Making information graphics these days often requires scraping data from web sites, and Ruby is currently my goto language for most scraping tasks. The process of building a web scraper often involves a lot of trial and error, and I don’t necessarily want to pound the same site with HTTP requests again and again as I tweak and debug code.
So, I wrap HTTP requests in a tiny little class that saves the responses to the file system, so if you request the same URL again, it will load the cached data, eliminating the need for an HTTP request:
class HTTPCacher
def initialize( base_dir )
@base_dir = base_dir
end
def get( url, key )
cached_path = @base_dir + '/' + key
if File.exists?( cached_path )
puts "Getting file #{key} from cache"
return IO.read( cached_path )
else
puts "Getting file #{key} from URL #{url}"

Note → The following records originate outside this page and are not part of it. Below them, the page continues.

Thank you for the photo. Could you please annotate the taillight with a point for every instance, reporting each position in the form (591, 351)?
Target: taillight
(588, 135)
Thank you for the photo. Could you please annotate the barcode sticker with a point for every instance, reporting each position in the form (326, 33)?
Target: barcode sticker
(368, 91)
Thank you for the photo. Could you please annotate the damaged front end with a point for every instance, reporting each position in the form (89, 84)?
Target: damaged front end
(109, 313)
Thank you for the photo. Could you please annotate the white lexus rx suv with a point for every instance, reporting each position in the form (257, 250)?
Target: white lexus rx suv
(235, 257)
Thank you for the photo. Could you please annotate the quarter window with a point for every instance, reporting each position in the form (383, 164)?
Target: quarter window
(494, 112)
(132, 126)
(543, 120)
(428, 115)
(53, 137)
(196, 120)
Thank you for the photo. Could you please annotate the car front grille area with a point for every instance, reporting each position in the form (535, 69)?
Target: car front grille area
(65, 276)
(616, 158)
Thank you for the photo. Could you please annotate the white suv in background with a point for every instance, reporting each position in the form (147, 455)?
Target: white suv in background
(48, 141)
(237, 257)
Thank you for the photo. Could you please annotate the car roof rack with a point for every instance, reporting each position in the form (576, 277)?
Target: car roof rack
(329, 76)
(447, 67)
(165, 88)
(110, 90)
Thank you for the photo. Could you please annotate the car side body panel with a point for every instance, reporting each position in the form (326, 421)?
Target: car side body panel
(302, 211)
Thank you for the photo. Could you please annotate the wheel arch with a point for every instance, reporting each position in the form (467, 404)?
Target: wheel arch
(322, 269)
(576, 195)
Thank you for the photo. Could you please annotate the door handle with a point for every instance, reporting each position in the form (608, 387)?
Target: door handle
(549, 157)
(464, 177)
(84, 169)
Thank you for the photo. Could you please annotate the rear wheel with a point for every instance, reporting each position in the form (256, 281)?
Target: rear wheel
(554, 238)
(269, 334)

resp = Net::HTTP.get_response(URI.parse(url))
data = resp.body
File.open( cached_path, 'w' ) do |f|
f.puts data
end
return data
end
end
end
Usage is pretty simple. Create a new HTTPCacher object
getter = HTTPCacher.new( '/path/to/data/dir/here' )
and then make a get request, passing two parameters: 1. a URL, and 2. the key that you want to cache it under. Any further requests with that cache key will load the file straight from the filesystem.
data = getter.get( 'http://otter.topsy.com/search.json?q=ipad&window=auto', 'ipad.html' )
Note that making sure your keys are unique between URLs is entirely up to you. If you try to request two different URLs but pass the same key, it won’t be able to tell them apart and it will return the cached data on the second request.